In some alternative embodiments, the compliance service identification model includes three hidden fully connected layers and one activation function layer; the service classification recognition module 130 includes:
the characteristic dimension reduction sub-module is used for reducing the dimension of the internal control information characteristic through an independent component analysis algorithm to obtain the dimension-reduced internal control information characteristic;
and the service classification and identification sub-module is used for extracting the characteristics of the internal control information subjected to dimension reduction through a hidden full-connection layer of the compliance service identification model, and processing the characteristic information output by the hidden full-connection layer through the activation function layer to obtain the confidence probabilities of various compliance services.
In some alternative embodiments, the internal control compliance detection module 140 includes:
the confidence probability detection sub-module is used for detecting whether the confidence probabilities of various compliance services are smaller than a preset confidence probability threshold value;
the internal control compliance detection sub-module is used for generating a detection result of abnormal business existence if yes, and generating a detection result of internal control non-compliance according to the detection result of abnormal business existence; otherwise, generating a detection result without abnormal service, and generating a detection result of internal control compliance according to the detection result without abnormal service.

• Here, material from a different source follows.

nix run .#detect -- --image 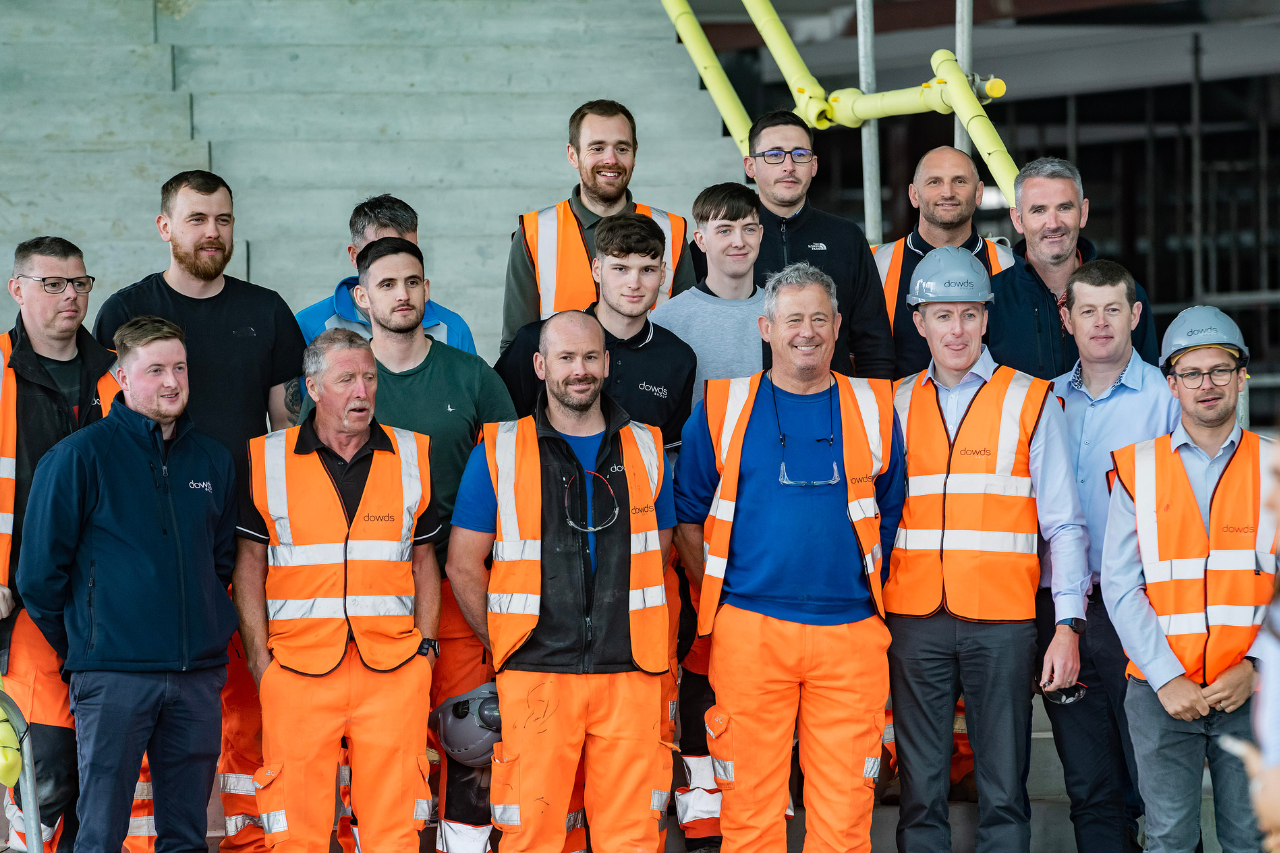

In some alternative embodiments, the self-supervising training module 170 includes:
the word vector prediction sub-module is used for inputting the mask data into a transducer network, and predicting the masked original words through the transducer network to obtain a predicted word vector sequence;
the cross entropy loss determination submodule is used for determining a cross entropy loss function according to the predicted vocabulary vector sequence and the real vocabulary vector sequence;
and the self-supervision training sub-module is used for training and optimizing the weight parameters of the transducer network through the cross entropy loss function to obtain an initial internal control information characterization model.
In some alternative embodiments, the knowledge distillation training module 180 includes:
the momentum model construction sub-module is used for constructing a momentum model according to the network structure of the internal control information characterization model and copying initial weight parameters of the internal control information characterization model to the momentum model;
the KL divergence calculation sub-module is used for inputting the real vocabulary vector sequence into the internal control information characterization model and the momentum model, and calculating KL divergence between model outputs;
the target loss determination submodule is used for determining a target loss function according to the KL divergence and optimizing and updating weight parameters of the internal control information characterization model according to the target loss function;
the index smoothing sub-module is used for updating the weight parameters of the momentum model by adopting an index sliding average after the weight parameters of the internal control information representation model are updated;
and the iterative optimization sub-module is used for recalculating the KL divergence between model outputs until the KL divergence is smaller than or equal to a preset loss allowable value, storing the weight parameters of the internal control information characterization model, and obtaining the optimized internal control information characterization model.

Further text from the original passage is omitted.